Professor Ed Smith portrays ‘Dissenter’ John Marshall Harlan, Black History Month presentation

GEORGETOWN, KY – As part of Georgetown College’s Celebration of Black History Month, Dr. Ed Smith, Ph.D., performs as Boyle County native John Marshall Harlan, the Great Dissenter (1833-1911), on Tuesday, February 26, 7 p.m., in the Ward Room of the Ensor Learning Resource Center. It is a Kentucky Chautauqua Performance, open to the public, free of charge. Professor Smith Chairs the Department of Theatre & Performance Studies.

During his 33-year tenure as an associate justice on the U.S. Supreme Court, Justice Harlan dissented in some of the Court’s most important civil rights cases, earning him the aforementioned title. In one of the most famous dissents in the history of the Court, Plessy v. Ferguson, which upheld the constitutionality of segregation, Harlan wrote: “Our constitution is color-blind, and neither knows or tolerates classes among citizens. In respect of civil rights, all citizens are equal before the law.”

His words were an inspiration during the Civil Rights Movement to Thurgood Marshall, NAACP chief counsel who would later be appointed to the Supreme Court. Marshall cited the dissent as he argued to end segregation in the 1954 case Brown v. Board of Education.

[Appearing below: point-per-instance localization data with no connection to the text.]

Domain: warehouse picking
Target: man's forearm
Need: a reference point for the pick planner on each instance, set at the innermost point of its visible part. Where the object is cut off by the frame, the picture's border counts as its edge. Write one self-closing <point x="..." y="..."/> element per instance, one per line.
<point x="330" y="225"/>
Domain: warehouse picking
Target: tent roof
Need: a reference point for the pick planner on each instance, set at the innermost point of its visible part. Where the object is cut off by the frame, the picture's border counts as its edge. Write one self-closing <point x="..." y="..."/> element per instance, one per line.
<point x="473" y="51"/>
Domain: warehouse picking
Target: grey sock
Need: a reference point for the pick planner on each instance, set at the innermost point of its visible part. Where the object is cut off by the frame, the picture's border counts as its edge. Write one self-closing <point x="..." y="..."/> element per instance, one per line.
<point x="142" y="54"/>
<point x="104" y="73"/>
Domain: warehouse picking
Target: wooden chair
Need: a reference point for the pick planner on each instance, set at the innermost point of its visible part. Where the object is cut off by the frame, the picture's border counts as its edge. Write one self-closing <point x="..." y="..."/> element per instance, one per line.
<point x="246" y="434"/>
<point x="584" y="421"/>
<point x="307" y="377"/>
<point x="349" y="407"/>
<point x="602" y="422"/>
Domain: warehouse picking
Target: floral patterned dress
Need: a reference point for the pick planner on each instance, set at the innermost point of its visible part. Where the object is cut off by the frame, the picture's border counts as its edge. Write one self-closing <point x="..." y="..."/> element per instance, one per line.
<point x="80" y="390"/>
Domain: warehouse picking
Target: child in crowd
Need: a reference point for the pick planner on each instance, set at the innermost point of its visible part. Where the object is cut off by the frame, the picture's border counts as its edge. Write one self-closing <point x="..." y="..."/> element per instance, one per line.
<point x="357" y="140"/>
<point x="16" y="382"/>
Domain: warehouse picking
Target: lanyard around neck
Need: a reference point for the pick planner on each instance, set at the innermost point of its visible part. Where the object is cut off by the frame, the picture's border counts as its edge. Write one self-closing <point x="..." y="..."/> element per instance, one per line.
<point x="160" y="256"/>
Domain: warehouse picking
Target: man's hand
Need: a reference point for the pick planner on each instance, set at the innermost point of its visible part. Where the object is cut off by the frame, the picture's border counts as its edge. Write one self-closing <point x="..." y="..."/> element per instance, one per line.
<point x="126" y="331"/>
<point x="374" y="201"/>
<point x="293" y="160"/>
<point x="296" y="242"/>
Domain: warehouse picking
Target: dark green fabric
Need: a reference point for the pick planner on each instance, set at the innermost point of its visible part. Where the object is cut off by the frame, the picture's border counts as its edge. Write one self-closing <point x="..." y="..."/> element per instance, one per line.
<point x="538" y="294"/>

Though Harlan was born in Boyle County to a prominent slaveholding family, and was once a slaveholder himself, he fought for the Union during the Civil War after graduating from Centre College and earning his law degree at Transylvania. As he became involved in Kentucky politics – being elected County Judge of Franklin and Kentucky Attorney General, and running two unsuccessful campaigns for governor in the early 1870s – his political leanings shifted, and he became a major force in the Republican Party.

Harlan was often chastised for contradicting himself politically, being once a slaveholder and later one of slavery’s biggest opponents. But he always maintained that the law afforded him the right to change his mind – and his support for equal rights after the Civil War never waned.